I'm looking for a way to assign weights to survey observations. I have a dataframe with survey data, which looks like this:
set.seed(123)
survey <- data.frame(id=1:30,
country = sample(letters[1:2], 30, replace = T),
age = sample(c("young", "older", "old"), 30, replace = T),
sex = sample(c("Male", "Female"), 30, replace = T))
I also have a census dataset, which looks like this:
census <- data.frame(country = rep(letters[1:2], each = 6),
age = rep(rep(c("young", "older", "old"), each = 2), 2),
sex = rep(c("Male", "Female"), 6),
rel_freq = c(rep(.125, 4), rep(.25, 2), rep(.167, 6)))

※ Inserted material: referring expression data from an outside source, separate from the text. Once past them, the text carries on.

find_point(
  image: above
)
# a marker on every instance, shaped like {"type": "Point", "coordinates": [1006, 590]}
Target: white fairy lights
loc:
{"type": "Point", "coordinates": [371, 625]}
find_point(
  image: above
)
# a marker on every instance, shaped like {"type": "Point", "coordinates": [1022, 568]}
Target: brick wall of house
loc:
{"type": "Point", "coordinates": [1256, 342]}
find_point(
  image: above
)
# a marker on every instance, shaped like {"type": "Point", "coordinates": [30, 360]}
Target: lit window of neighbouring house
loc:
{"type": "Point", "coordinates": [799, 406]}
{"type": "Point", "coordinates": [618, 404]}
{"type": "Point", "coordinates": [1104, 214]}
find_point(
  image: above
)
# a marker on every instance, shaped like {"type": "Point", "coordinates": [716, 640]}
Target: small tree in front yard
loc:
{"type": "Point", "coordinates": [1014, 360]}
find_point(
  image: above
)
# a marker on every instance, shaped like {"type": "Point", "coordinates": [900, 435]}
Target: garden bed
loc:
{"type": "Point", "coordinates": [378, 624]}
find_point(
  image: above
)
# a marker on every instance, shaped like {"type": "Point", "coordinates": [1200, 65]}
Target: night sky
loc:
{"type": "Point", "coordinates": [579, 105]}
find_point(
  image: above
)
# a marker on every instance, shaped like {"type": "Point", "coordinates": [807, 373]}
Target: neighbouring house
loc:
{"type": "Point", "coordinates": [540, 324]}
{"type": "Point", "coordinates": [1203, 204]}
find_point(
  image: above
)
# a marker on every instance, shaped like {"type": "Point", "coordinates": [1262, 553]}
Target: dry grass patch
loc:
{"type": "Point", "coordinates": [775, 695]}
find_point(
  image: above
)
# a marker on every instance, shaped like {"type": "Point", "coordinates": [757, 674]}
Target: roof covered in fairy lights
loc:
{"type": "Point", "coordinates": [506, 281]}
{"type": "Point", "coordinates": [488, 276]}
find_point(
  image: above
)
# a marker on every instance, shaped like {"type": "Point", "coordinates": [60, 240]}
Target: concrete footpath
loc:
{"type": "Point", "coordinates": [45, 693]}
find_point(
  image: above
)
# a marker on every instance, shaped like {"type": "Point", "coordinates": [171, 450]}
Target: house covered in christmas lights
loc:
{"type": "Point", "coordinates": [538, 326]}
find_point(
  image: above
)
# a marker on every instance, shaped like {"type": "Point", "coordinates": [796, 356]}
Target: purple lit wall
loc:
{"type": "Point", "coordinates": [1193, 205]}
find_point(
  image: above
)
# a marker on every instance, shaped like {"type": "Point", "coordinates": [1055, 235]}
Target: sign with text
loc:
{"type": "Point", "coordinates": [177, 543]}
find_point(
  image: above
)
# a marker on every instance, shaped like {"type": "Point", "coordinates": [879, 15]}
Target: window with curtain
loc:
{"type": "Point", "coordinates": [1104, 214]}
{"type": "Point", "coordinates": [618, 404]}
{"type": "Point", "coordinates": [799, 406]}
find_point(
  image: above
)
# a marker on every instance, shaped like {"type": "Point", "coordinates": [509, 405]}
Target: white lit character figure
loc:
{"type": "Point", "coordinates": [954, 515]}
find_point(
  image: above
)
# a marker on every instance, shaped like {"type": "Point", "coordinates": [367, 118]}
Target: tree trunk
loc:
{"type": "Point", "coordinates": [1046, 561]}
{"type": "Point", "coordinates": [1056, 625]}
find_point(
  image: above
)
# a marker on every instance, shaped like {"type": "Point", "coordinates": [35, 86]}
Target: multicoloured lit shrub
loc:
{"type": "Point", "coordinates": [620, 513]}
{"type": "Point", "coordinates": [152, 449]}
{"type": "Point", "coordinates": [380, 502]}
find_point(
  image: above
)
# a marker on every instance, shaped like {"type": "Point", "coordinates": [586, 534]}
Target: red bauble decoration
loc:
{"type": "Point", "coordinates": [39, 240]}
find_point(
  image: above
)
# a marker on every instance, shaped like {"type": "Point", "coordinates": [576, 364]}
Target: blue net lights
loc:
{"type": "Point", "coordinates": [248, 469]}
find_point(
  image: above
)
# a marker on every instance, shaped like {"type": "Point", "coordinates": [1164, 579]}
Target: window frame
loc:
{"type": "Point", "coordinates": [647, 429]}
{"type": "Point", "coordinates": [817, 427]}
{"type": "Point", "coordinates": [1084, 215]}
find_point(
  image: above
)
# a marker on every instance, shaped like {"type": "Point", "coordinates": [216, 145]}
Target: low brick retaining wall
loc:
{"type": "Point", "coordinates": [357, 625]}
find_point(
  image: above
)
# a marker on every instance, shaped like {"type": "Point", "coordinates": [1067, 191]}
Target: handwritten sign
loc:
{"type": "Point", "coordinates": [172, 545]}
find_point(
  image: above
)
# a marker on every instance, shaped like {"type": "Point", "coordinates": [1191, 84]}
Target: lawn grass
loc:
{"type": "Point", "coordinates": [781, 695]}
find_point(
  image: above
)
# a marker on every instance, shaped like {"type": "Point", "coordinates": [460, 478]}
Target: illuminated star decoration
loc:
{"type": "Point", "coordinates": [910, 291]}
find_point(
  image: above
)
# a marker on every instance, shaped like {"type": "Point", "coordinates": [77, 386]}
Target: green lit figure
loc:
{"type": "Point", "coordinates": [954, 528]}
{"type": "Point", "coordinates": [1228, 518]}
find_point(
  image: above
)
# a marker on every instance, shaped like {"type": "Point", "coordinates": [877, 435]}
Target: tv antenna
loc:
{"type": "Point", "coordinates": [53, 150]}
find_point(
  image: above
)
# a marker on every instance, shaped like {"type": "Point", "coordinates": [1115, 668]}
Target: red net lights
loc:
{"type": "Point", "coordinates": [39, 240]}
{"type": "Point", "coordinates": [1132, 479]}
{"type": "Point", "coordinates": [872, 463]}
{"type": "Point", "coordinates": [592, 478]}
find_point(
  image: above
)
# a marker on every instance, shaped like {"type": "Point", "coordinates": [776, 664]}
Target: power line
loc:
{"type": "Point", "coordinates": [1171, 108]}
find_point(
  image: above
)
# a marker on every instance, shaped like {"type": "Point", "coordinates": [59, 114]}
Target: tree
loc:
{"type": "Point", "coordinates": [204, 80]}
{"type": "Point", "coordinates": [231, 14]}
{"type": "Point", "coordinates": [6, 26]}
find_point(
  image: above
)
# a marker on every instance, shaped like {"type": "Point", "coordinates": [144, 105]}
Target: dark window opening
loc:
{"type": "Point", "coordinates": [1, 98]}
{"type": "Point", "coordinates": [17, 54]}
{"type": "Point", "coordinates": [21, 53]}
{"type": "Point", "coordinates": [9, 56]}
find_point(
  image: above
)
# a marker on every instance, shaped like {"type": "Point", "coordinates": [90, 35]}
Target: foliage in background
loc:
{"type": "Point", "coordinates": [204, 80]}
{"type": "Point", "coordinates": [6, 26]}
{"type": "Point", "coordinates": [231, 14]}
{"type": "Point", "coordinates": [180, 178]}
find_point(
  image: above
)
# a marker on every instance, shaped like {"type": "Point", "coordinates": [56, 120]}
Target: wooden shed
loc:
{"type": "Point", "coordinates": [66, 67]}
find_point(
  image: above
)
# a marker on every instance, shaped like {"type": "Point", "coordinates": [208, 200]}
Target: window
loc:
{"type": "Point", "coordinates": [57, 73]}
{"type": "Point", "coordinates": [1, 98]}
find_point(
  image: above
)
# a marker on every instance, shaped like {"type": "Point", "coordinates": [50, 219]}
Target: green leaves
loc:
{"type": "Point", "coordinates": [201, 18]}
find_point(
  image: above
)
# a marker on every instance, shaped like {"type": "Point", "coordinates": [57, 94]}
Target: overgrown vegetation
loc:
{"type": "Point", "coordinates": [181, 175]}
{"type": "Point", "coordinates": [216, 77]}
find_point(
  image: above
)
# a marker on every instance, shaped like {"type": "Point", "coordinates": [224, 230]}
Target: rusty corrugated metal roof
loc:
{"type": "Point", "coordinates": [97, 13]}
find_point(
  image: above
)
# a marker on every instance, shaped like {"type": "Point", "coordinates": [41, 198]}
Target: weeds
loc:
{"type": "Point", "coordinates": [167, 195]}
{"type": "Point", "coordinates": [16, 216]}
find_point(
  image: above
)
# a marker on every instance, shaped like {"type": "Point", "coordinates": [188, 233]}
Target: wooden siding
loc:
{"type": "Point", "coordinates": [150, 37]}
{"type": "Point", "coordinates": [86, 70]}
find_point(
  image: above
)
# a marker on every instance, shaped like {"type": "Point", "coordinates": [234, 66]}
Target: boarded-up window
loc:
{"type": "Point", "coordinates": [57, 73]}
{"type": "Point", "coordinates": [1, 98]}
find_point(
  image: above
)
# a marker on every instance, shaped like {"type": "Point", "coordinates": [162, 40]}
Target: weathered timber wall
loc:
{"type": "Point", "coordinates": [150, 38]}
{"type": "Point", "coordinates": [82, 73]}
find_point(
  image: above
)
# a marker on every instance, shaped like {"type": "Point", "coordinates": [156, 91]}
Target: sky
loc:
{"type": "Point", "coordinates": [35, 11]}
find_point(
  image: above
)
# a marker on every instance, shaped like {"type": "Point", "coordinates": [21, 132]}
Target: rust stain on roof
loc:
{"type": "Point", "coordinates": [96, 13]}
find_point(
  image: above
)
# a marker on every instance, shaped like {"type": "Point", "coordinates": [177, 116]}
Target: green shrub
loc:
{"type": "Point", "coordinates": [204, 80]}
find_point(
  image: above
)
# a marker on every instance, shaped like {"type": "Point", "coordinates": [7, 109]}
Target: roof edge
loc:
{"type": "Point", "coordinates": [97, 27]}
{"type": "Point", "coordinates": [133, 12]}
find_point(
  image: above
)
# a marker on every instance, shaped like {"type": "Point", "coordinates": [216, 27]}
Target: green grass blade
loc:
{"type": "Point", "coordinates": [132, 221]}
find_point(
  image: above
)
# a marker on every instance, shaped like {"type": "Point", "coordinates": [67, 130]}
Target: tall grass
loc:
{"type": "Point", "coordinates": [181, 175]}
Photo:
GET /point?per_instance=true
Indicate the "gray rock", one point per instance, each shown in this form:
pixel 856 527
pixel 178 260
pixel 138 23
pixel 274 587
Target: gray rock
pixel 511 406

Now, I'd like to calculate the hypothetical frequencies (how many I should have sampled) by multiplying the relative frequencies of the census times the number of observations for each country. I honestly don't know how to start.
Update:
OK, I do know how to start but I'm not sure if I'm on the right track.
This will give me the number of observations in each country:
survey %>%
group_by(country) %>%
nest() %>%
mutate(country_pop=map_dbl(data, nrow)) %>%
unnest(data)
Update2:
I realize it's not clear what I'm looking for. The final dataset should look something like this:
id country age sex hyp_freq
1 1 a young Male 2.125 # 0.125*17 (0.125 from census data, 17 from number of observations of country a)
2 2 a older Male 2.125 # 0.125*17
3 3 a old Male 4.250 # 0.25*17
...
So, I want to look up my survey respondent information (age and sex) in the other table to obtain the relative frequency for that age and sex group. Then I want to multiply that frequency by the number of observations per country and save it to my survey dataframe.